Katz explained the reason for Cyprus being so expensive, "Cyprus real estate market is well priced and that investing there can lead to good returns."
This European country is much desirable as it gives easy access to EU residency, quick processing times and relatively fuss-free documentation.
Another popular passport, Portugal, can be availed with an investment of $550,000 into the real state as it offers a two-year residency permit and a fast-track to citizenship in the country's Golden Visa Program.
Meanwhile, countries such as Antigua and Barbuda, in the Caribbean, are cheaper with just a $100,000 contribution into its National Development Fund required.
Why do it?
If you're already scoping property in Cyprus or Portugal, a CIP is like a two-in-one deal.
You'll can have shares in a new five-star resort, as well as a new passport.
There are professional benefits to it as well. Business travellers can have the ease of not wasting waiting weeks, or months, for expensive visas to be approved if they have CIPs.
One can just investment to purchase $560,000 in government bonds in Bulgaria and enjoy seamless travel to 170 jurisdictions -- in turn making travel significantly more efficient.
Keeping options open
A second passport might come in handy for an American if one is traveling to an unstable country or desires to live and work in Europe.
Americans can hold multiple passports but if they want to avoid US taxes or double-taxation, for those living abroad, they must renounce their citizenship.
Likewise, wealthy families with a restrictive Middle East passport, might choose to invest in a passport from Dominica so they can save time and travel the world more freely.
Or they might consider the investment a sort of security blanket or a back-up plan as the situation in the Middle East is not stable.
The price of CIPs
The pros of CIPs are that they provide economic support to capital-starved countries and personal perks for investors but there is also cons.
An associate policy analyst at the Migration Policy Institute's International Program, Kate Hooper says, "The exact due diligence procedures tend not to be publicly disclosed, and numerous reports have raised concerns about how effective these processes actually are at screening people and rooting out dirty money," says Hooper.
"Over the years, there have been a handful of cases where citizenship has been granted to people without proper screening."
Another issue, she says, is that CIPs put a clear price on residency rights.
"For example, the optics of selling EU citizenship prompted the EU to oppose Malta's CIP when it was introduced, only backing down when Malta agreed to add a number of additional conditions on granting citizenship, such as minimum residency requirements."
Unintended side effects
George DeMartino, a professor of international economics and ethics at the University of Denver, suggested CIPs could cause unintended side effects.
"These programs do not ensure a win-win solution to the problem of capital scarcity in poorer countries," DeMartino said in a 2017 interview with CNN.
"They are just as apt to represent beggar-thy-neighbour strategies -- and this problem is exacerbated when the country with the CIP is relatively wealthy and the investors come from relatively low-income countries," said DeMartino.

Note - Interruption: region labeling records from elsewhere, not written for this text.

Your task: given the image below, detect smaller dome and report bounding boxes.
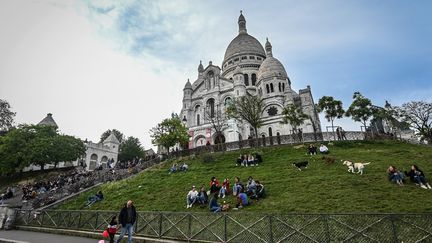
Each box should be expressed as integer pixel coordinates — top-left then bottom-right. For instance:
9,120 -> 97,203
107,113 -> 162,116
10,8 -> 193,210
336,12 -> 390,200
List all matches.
184,79 -> 192,89
258,39 -> 288,81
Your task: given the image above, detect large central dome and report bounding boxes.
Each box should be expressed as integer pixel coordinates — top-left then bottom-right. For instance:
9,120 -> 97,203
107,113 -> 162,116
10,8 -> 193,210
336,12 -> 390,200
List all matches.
222,13 -> 265,65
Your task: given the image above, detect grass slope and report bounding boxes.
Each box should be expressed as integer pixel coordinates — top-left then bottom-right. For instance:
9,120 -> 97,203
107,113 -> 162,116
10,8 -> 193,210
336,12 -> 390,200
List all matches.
58,141 -> 432,213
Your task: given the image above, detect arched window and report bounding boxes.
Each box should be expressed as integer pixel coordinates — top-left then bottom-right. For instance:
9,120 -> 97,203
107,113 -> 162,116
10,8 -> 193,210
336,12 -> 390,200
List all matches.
243,73 -> 249,86
252,73 -> 256,85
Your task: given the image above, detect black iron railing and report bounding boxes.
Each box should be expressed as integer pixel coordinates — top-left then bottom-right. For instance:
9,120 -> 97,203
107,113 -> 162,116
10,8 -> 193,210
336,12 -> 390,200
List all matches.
16,210 -> 432,242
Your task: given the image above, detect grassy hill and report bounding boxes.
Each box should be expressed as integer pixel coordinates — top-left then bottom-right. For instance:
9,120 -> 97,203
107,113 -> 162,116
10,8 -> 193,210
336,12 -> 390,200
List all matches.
58,141 -> 432,213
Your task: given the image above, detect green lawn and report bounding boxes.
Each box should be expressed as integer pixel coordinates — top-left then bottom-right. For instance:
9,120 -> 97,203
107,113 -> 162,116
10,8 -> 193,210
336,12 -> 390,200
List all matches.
58,141 -> 432,213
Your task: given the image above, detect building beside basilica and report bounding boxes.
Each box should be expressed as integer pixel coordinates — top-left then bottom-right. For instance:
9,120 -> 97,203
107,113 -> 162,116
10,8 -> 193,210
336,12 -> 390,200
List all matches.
180,13 -> 321,148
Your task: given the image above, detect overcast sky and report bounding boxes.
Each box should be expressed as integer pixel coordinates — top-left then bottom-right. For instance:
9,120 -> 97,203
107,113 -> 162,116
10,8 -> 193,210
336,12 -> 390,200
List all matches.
0,0 -> 432,148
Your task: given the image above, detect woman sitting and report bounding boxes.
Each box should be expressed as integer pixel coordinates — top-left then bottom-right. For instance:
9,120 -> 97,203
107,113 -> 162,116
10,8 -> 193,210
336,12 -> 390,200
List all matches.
209,193 -> 222,213
387,165 -> 403,186
198,185 -> 208,204
233,176 -> 243,196
405,165 -> 432,189
210,176 -> 220,194
219,178 -> 230,198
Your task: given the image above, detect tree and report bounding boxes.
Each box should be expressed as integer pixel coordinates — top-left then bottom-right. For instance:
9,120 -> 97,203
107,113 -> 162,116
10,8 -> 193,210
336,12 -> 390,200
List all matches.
150,113 -> 189,153
281,104 -> 310,140
99,129 -> 124,144
317,96 -> 345,140
345,92 -> 373,131
395,101 -> 432,144
119,136 -> 145,161
204,102 -> 227,144
0,99 -> 16,131
226,95 -> 263,139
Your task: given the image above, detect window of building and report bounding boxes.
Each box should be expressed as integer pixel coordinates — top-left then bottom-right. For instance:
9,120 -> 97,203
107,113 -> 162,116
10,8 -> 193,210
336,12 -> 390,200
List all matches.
243,73 -> 249,86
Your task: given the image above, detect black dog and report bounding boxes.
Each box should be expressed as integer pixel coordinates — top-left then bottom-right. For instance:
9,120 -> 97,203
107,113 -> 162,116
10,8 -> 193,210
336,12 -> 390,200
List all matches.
293,160 -> 309,171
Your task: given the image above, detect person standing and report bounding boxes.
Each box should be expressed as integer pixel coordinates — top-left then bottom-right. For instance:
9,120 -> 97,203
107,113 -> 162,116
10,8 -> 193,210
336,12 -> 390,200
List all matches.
116,200 -> 136,243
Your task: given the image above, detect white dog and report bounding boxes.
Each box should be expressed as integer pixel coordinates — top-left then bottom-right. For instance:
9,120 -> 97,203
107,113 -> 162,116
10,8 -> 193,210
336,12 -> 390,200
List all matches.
343,160 -> 370,175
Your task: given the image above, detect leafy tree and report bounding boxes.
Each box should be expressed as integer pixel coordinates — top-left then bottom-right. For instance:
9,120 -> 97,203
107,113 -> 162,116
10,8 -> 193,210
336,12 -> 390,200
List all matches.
226,95 -> 264,139
150,113 -> 189,153
99,129 -> 124,144
317,96 -> 345,140
395,101 -> 432,144
119,136 -> 145,161
0,99 -> 16,131
345,92 -> 374,130
281,104 -> 310,139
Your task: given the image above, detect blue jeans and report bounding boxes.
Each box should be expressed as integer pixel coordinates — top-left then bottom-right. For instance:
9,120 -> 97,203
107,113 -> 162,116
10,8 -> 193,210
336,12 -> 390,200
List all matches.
210,207 -> 221,213
116,224 -> 133,243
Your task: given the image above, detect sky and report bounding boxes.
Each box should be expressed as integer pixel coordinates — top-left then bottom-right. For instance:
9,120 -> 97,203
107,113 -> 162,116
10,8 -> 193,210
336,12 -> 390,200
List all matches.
0,0 -> 432,148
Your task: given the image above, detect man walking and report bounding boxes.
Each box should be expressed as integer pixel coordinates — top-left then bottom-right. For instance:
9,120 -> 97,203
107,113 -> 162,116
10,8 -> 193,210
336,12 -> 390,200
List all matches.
116,200 -> 136,243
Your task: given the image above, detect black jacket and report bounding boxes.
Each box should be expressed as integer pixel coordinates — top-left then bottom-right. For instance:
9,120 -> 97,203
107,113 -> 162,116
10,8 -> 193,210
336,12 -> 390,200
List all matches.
119,206 -> 136,227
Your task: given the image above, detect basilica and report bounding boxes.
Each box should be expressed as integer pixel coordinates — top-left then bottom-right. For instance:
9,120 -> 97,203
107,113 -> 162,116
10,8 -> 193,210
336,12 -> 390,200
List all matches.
180,12 -> 321,148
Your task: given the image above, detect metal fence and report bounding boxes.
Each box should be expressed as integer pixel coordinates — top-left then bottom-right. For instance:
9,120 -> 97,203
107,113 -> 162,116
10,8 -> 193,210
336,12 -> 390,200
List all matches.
16,210 -> 432,242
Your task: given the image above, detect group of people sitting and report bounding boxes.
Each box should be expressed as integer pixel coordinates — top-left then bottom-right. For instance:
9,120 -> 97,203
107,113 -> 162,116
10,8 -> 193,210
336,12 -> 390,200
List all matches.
236,153 -> 262,167
186,176 -> 265,213
168,163 -> 189,174
307,143 -> 330,155
387,164 -> 432,189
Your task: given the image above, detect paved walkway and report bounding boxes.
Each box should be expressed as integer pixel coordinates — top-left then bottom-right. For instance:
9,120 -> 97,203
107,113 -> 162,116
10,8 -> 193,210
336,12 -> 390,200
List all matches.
0,230 -> 98,243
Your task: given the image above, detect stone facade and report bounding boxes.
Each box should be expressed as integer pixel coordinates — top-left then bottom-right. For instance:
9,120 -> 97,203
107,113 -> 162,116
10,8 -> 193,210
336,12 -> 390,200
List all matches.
180,13 -> 321,148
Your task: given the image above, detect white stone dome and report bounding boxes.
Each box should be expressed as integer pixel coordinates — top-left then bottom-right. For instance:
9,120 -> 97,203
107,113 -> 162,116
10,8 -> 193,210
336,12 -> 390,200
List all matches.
258,40 -> 288,81
222,11 -> 265,65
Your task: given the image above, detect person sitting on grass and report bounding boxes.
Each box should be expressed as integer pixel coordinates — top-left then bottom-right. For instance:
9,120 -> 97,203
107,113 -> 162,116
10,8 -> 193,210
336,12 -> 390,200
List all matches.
180,163 -> 189,172
219,178 -> 230,198
168,163 -> 177,174
242,154 -> 248,166
209,193 -> 222,213
246,176 -> 257,197
233,176 -> 243,196
320,144 -> 329,154
387,165 -> 403,186
198,185 -> 208,205
186,186 -> 198,208
308,143 -> 316,155
405,165 -> 432,189
255,180 -> 265,200
236,154 -> 243,166
236,191 -> 249,209
210,176 -> 220,194
86,191 -> 103,207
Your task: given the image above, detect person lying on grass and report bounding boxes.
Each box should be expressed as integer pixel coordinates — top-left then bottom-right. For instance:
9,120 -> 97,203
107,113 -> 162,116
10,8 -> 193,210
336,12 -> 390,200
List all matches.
387,165 -> 403,186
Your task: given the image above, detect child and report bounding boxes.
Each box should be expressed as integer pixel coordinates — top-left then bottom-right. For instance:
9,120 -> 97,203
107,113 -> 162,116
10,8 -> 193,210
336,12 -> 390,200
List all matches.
107,216 -> 117,243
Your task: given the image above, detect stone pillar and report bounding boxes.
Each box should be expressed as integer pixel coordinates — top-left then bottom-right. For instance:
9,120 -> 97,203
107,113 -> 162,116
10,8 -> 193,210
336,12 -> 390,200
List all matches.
0,204 -> 17,230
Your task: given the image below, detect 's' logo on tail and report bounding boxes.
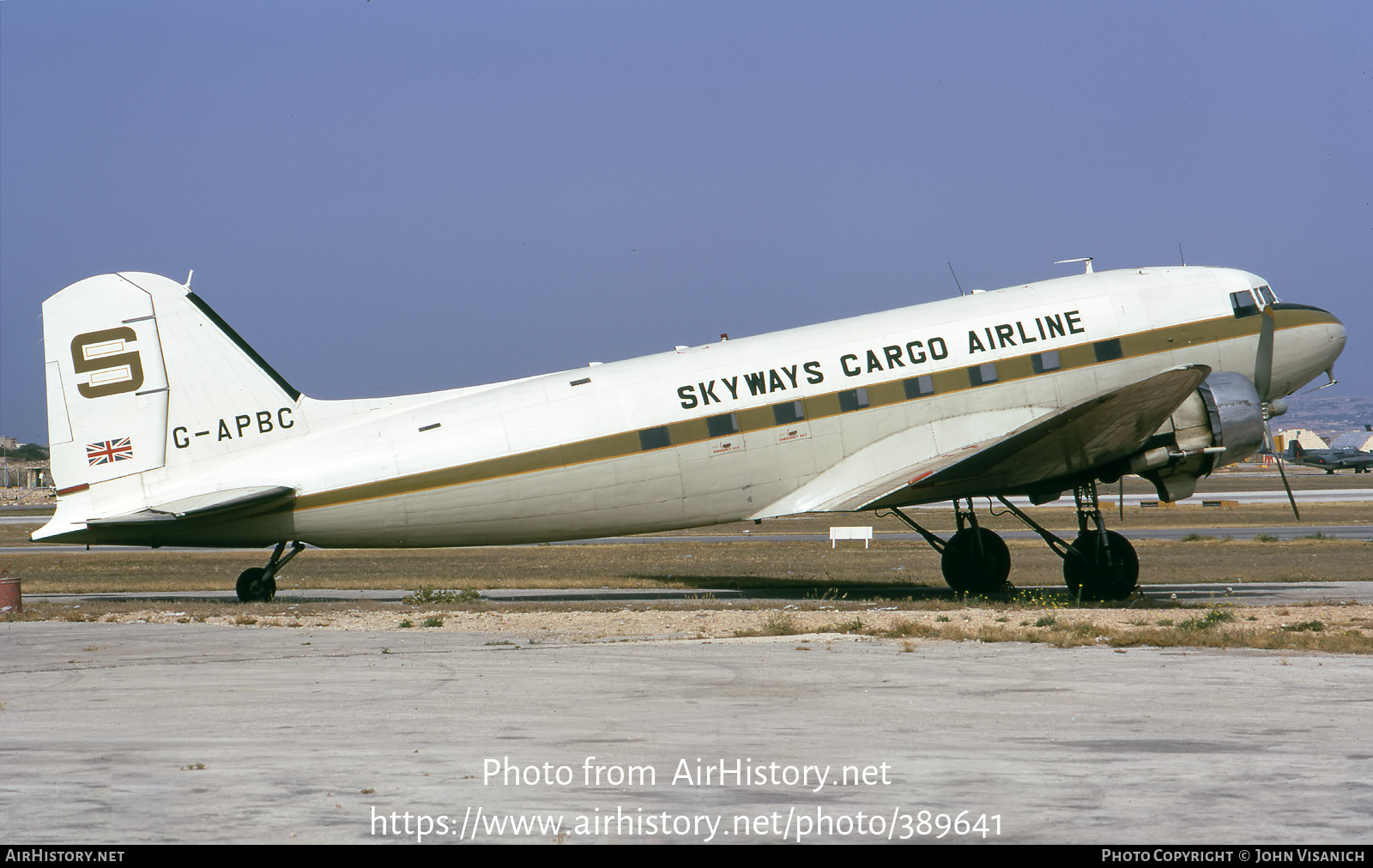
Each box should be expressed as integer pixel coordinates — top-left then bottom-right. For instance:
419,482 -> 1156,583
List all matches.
71,326 -> 142,398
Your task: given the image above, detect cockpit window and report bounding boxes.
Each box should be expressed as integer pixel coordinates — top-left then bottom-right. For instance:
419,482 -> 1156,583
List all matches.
1231,290 -> 1259,318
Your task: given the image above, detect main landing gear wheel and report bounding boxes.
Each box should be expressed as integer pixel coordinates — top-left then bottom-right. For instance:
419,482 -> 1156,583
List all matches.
233,567 -> 276,603
1062,530 -> 1140,600
939,527 -> 1011,594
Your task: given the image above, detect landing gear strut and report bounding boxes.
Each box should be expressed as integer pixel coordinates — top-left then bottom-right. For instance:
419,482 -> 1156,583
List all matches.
891,497 -> 1012,594
233,543 -> 305,603
997,480 -> 1140,600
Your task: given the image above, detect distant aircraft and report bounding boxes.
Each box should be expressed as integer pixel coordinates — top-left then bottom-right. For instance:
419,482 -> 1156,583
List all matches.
33,262 -> 1346,600
1282,439 -> 1373,473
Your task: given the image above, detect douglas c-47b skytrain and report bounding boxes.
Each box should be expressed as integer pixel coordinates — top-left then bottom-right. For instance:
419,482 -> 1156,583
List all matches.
33,262 -> 1344,600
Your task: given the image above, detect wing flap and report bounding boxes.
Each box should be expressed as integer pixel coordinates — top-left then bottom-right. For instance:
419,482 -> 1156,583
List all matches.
87,485 -> 295,526
753,365 -> 1211,518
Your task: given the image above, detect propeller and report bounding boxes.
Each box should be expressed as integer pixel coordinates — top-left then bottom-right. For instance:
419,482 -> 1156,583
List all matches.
1254,304 -> 1302,521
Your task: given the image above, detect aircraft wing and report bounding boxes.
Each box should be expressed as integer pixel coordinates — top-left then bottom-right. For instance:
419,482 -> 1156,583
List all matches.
753,365 -> 1211,518
87,485 -> 295,527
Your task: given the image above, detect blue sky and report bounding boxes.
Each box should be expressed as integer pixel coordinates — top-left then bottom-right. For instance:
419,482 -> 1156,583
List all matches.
0,0 -> 1373,443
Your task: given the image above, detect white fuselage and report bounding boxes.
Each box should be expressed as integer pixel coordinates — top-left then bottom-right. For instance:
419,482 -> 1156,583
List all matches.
37,268 -> 1344,546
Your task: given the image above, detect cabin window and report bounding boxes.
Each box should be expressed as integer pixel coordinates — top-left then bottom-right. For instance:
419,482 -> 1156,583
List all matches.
705,413 -> 739,437
1030,350 -> 1062,374
1231,290 -> 1259,318
968,361 -> 997,386
638,425 -> 673,452
773,401 -> 806,425
839,389 -> 868,413
1092,338 -> 1124,361
902,374 -> 935,398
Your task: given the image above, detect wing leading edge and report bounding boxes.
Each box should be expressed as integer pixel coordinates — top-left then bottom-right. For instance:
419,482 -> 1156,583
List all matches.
753,365 -> 1211,518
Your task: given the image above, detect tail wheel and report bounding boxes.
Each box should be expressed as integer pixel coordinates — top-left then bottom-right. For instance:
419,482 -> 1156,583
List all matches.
939,527 -> 1011,594
233,567 -> 276,603
1062,530 -> 1140,600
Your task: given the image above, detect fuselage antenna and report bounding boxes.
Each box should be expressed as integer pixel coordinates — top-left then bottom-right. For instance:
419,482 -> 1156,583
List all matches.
1055,256 -> 1092,274
947,262 -> 963,295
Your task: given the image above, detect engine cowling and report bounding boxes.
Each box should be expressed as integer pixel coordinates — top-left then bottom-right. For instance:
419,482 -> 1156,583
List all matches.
1128,371 -> 1265,503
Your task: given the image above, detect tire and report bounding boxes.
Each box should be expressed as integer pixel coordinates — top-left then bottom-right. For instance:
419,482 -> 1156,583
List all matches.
233,567 -> 276,603
939,527 -> 1011,594
1062,530 -> 1140,600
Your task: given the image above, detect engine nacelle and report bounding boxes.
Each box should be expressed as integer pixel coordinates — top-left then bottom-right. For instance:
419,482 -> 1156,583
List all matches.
1128,371 -> 1265,503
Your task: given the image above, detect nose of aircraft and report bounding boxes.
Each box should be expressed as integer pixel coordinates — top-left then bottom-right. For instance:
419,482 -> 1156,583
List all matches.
1321,310 -> 1347,371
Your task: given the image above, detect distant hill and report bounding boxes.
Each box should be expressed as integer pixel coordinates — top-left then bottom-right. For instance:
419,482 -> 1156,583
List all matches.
1272,393 -> 1373,439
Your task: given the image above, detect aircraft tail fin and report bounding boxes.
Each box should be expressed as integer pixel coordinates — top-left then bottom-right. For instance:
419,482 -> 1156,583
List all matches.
43,274 -> 305,503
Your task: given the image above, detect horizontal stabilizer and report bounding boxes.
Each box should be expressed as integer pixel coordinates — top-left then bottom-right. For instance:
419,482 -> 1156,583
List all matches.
87,485 -> 295,526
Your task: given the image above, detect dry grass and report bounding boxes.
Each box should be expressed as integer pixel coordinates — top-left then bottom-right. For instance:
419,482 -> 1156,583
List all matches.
5,600 -> 1373,654
5,535 -> 1373,599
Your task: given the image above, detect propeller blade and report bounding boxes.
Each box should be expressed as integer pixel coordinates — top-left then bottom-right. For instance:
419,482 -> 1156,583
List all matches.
1254,304 -> 1275,401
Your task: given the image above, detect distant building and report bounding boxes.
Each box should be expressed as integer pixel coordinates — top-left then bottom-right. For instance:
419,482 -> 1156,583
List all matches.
0,457 -> 52,503
1330,425 -> 1373,452
1273,429 -> 1329,452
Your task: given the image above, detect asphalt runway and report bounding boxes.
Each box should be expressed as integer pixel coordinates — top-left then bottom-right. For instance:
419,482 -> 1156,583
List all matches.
0,622 -> 1373,845
23,581 -> 1373,606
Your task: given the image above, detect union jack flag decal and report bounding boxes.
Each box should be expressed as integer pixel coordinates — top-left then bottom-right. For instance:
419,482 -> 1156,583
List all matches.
87,437 -> 133,467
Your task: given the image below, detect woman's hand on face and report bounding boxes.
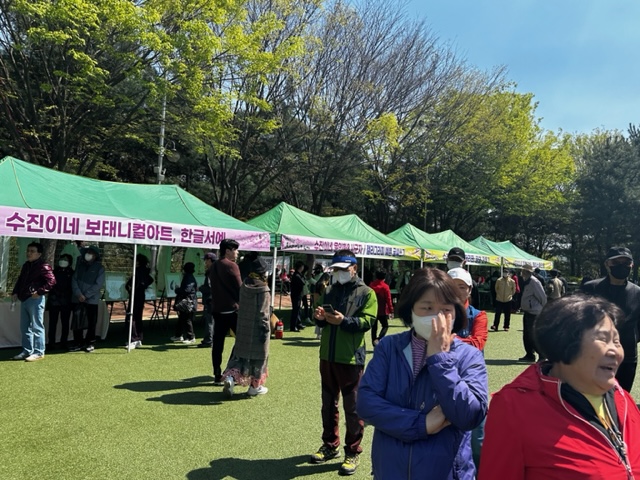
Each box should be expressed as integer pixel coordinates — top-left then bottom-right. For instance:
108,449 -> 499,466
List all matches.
427,312 -> 453,357
425,405 -> 451,435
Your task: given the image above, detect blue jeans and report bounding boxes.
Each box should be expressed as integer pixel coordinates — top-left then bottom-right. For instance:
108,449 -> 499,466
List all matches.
20,296 -> 45,355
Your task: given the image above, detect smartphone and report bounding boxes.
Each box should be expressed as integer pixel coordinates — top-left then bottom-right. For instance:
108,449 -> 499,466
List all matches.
322,303 -> 336,314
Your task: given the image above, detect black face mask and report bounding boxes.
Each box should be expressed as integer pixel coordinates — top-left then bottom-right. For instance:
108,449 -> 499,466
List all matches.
609,264 -> 631,280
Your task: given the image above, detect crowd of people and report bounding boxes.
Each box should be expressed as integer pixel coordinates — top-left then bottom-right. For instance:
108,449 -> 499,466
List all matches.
8,239 -> 640,480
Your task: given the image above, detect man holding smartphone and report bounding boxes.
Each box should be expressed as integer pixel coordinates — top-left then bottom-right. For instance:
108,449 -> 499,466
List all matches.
309,250 -> 378,475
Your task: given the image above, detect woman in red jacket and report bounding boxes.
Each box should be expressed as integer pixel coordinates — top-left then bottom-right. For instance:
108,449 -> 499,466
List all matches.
478,295 -> 640,480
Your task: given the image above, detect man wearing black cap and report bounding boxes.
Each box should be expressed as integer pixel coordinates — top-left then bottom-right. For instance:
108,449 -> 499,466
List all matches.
209,238 -> 242,385
582,247 -> 640,392
447,247 -> 480,308
198,252 -> 218,348
309,250 -> 378,475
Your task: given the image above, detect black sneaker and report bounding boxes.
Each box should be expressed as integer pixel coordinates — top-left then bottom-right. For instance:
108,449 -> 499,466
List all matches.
338,453 -> 360,475
309,445 -> 340,464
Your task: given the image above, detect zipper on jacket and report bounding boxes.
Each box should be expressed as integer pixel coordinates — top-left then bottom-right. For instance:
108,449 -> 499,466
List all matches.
557,382 -> 635,480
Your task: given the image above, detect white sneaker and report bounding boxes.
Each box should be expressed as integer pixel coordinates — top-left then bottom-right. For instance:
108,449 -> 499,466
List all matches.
222,377 -> 235,398
24,353 -> 44,362
247,385 -> 269,397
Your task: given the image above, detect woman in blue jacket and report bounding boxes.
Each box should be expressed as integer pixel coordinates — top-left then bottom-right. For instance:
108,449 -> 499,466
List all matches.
357,268 -> 488,480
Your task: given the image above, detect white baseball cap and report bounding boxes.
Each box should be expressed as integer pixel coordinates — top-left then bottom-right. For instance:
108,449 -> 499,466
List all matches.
447,267 -> 473,287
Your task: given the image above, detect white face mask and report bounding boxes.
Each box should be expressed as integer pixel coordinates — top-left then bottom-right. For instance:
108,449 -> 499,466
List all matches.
447,260 -> 462,270
333,270 -> 351,285
411,310 -> 438,340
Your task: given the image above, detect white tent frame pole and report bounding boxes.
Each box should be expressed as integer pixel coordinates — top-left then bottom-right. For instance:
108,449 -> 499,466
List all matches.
127,243 -> 138,353
271,238 -> 282,312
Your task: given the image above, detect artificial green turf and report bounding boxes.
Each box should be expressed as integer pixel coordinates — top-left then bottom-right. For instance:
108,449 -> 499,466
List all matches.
0,313 -> 640,480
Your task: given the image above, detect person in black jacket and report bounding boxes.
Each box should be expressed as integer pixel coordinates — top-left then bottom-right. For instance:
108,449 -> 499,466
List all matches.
11,242 -> 56,362
47,253 -> 73,350
582,247 -> 640,392
125,253 -> 153,350
171,262 -> 198,345
289,261 -> 305,332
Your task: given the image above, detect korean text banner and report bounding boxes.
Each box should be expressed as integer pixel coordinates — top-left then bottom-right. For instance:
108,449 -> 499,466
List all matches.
0,206 -> 269,251
280,234 -> 420,259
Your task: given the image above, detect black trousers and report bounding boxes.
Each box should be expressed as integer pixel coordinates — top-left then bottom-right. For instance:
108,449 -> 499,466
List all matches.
371,315 -> 389,343
493,300 -> 511,329
320,360 -> 364,453
73,303 -> 98,346
172,312 -> 196,340
289,295 -> 302,332
211,312 -> 238,380
49,304 -> 71,347
126,302 -> 144,342
522,312 -> 537,357
616,362 -> 638,392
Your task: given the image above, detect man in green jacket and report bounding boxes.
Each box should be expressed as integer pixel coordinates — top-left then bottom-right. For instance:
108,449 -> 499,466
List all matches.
309,250 -> 378,475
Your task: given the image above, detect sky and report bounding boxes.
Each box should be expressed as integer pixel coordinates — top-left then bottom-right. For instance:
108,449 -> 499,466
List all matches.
399,0 -> 640,133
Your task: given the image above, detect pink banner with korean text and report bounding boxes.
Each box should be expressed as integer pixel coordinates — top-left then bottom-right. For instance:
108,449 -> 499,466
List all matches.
0,206 -> 270,251
280,234 -> 420,260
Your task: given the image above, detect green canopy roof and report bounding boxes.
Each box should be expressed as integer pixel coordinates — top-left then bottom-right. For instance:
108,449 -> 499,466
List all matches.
248,202 -> 419,259
431,230 -> 500,266
324,214 -> 420,260
470,235 -> 553,270
0,157 -> 269,251
387,223 -> 450,263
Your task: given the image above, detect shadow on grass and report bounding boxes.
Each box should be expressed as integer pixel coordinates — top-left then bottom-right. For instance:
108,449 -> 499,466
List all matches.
113,376 -> 213,392
484,359 -> 525,367
147,390 -> 226,405
282,337 -> 320,348
187,455 -> 340,480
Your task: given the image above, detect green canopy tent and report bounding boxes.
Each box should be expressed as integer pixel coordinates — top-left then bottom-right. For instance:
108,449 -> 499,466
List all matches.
247,202 -> 419,308
322,214 -> 420,260
470,235 -> 553,270
388,223 -> 450,263
0,157 -> 269,251
0,157 -> 269,348
432,230 -> 500,266
247,202 -> 418,259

There is also a potentially more serious problem, he says, which involves politics.
"Programs such as these threaten to diminish political fraternity by affording special privileges to the already privileged," explained DeMartino.
"They permit those with the least need to migrate and achieve citizenship in a new country the greatest opportunity to do so, while those far more desperate to migrate, such as those facing dire economic circumstances at home, are fully excluded from the benefits of these programs. The programs are not the cause of this inequality, but they amplify it."